Confocal microscopy.

For immunolabeling, cells seeded on round coverslips were infected with CPV and fixed at 8, 10, 12, 16, and 24 h p.i. with 4% paraformaldehyde (PFA; 15 min at room temperature). Viral proteins were detected with an NS1-specific monoclonal antibody (MAb) (generous gift from Caroline Astell) (29), an intact capsid MAb, and a polyclonal capsid-protein VP2 antibody (Ab; generous gifts from Colin R. Parrish) (27), followed by goat anti-mouse or anti-rabbit Alexa-555- or Alexa-633-conjugated secondary Abs (Molecular Probes, Life technologies, Grand Island, NY). Modified histones were labeled with rabbit Abs against H3K9me3 and H3K27ac (Abcam, Cambridge, MA) followed by goat anti-rabbit Alexa 633-conjugated secondary Abs. For deacetylation and hyperacetylation studies, cells were either pretreated for 30 min prior to virus inoculation or treated at 0 to 6 h p.i. with 0.1 mM anacardic acid prepared in 100% dimethyl sulfoxide (DMSO) (Sigma-Aldrich, St. Louis, MO). Cell viability was assessed using propidium iodide (Sigma) and annexin V Alexa 647 (Molecular Probes) staining by following the manufacturer's instructions (data not shown). All cells were fixed at 24 h p.i. with 4% PFA and permeabilized with 0.1% Triton X-100 in PBS supplemented with 1% BSA and 0.01% sodium azide. Imaging was done with an Olympus FV-1000 confocal microscope with the UPLSAPO 60× oil-immersion objective (numeric aperture, 1.35). EGFP was excited with a 488-nm argon laser, and fluorescence was collected with a 515/30-nm band-pass filter. Alexa 555 and the proximity ligation assay (PLA) reagent with a fluorophore, 594 nm, were excited with a 543-nm He-Ne laser, and fluorescence was collected with a 570-nm to 620-nm band-pass filter and a 560IF band-pass filter, respectively. Alexa 633 was excited with a 633-nm He-Ne laser, and the fluorescence was collected with a 647-nm long-pass filter. Image size was between 512 by 512 and 1,600 by 1,600 pixels with a pixel resolution of 66 to 69 nm. Deconvolution was performed with Huygens Essential software (SVI, Netherlands). The point-spread function was averaged, the iterative deconvolution was performed with a signal-to-noise ratio of 5, and the quality threshold was 0.01. Image analysis was done with ImageJ (30).

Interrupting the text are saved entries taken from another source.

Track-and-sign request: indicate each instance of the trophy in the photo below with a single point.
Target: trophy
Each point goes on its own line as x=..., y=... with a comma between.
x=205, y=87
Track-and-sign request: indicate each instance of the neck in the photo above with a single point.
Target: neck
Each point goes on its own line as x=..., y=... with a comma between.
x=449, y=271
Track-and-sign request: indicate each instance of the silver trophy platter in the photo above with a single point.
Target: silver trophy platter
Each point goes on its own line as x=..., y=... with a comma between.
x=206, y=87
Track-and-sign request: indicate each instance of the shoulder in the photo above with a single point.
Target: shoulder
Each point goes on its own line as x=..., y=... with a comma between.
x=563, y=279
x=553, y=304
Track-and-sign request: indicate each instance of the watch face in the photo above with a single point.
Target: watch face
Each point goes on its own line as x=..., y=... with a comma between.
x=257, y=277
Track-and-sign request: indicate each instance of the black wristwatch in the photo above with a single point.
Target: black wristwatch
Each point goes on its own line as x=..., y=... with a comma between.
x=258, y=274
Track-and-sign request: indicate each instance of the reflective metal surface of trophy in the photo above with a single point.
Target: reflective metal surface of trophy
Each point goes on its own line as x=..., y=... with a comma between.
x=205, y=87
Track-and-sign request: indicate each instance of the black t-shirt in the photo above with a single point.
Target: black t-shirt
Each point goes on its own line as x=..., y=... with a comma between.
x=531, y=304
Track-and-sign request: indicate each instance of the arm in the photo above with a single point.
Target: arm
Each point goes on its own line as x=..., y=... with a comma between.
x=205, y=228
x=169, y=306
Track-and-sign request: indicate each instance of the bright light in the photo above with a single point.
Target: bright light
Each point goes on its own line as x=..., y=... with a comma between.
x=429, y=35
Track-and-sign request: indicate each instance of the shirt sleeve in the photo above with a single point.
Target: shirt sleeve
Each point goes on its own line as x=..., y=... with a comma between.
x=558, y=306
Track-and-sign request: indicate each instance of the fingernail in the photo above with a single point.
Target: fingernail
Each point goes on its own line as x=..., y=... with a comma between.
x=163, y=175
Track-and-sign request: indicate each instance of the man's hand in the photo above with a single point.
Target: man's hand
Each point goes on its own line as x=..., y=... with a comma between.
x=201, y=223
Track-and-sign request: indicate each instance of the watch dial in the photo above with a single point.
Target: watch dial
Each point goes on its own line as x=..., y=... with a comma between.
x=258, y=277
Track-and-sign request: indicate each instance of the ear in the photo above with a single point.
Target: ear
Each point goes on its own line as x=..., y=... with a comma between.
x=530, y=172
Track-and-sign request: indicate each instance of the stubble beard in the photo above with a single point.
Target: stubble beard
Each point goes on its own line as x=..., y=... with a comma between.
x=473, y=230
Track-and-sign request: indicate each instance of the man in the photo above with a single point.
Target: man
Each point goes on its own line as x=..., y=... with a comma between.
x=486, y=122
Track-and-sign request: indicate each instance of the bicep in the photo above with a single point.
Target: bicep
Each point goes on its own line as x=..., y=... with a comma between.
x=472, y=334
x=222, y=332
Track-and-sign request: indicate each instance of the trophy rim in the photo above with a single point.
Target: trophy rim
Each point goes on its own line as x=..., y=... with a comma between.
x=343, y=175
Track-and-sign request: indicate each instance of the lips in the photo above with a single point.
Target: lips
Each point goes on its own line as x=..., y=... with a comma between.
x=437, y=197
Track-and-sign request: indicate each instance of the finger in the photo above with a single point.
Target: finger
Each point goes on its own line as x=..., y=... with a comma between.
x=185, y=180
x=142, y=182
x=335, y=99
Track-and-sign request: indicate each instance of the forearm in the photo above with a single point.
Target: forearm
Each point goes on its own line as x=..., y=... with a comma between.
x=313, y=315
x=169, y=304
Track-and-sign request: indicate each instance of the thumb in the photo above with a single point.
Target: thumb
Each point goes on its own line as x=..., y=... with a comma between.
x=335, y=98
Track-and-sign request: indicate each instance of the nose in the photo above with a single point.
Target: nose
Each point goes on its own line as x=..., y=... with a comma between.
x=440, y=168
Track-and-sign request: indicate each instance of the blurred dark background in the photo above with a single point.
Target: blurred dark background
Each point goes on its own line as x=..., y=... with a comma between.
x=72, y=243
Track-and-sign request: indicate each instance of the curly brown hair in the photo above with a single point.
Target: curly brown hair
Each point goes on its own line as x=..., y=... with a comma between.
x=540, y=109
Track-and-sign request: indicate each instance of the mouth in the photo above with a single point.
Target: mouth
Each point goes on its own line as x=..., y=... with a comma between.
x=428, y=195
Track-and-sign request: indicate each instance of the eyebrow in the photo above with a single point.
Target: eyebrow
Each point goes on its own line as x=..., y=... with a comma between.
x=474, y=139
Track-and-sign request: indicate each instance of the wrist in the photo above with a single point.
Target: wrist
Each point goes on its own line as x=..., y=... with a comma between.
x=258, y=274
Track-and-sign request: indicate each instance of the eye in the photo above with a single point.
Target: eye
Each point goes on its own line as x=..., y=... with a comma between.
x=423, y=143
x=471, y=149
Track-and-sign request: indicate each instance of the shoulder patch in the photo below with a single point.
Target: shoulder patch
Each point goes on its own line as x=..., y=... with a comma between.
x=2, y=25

Correlation analysis was done with ImageJ using the JACoP plugin (31). Distance analysis of the fixed-cell samples was done first by making a Euclidian distance map from an image of interest and then plotting the original image against the distance map. The data from every cell were combined and arranged to 0.1-μm-wide bins based on the distance of the voxels from the nuclear envelope. The average intensity then was plotted for each bin. Distance maps were done in ImageJ with the exact Euclidian distance transform (3D) plugin, and the data analysis was done with an in-house Java code. Student's t test (two-tailed, unequal variance) was used to evaluate statistical significance in the change of the recovery time point values.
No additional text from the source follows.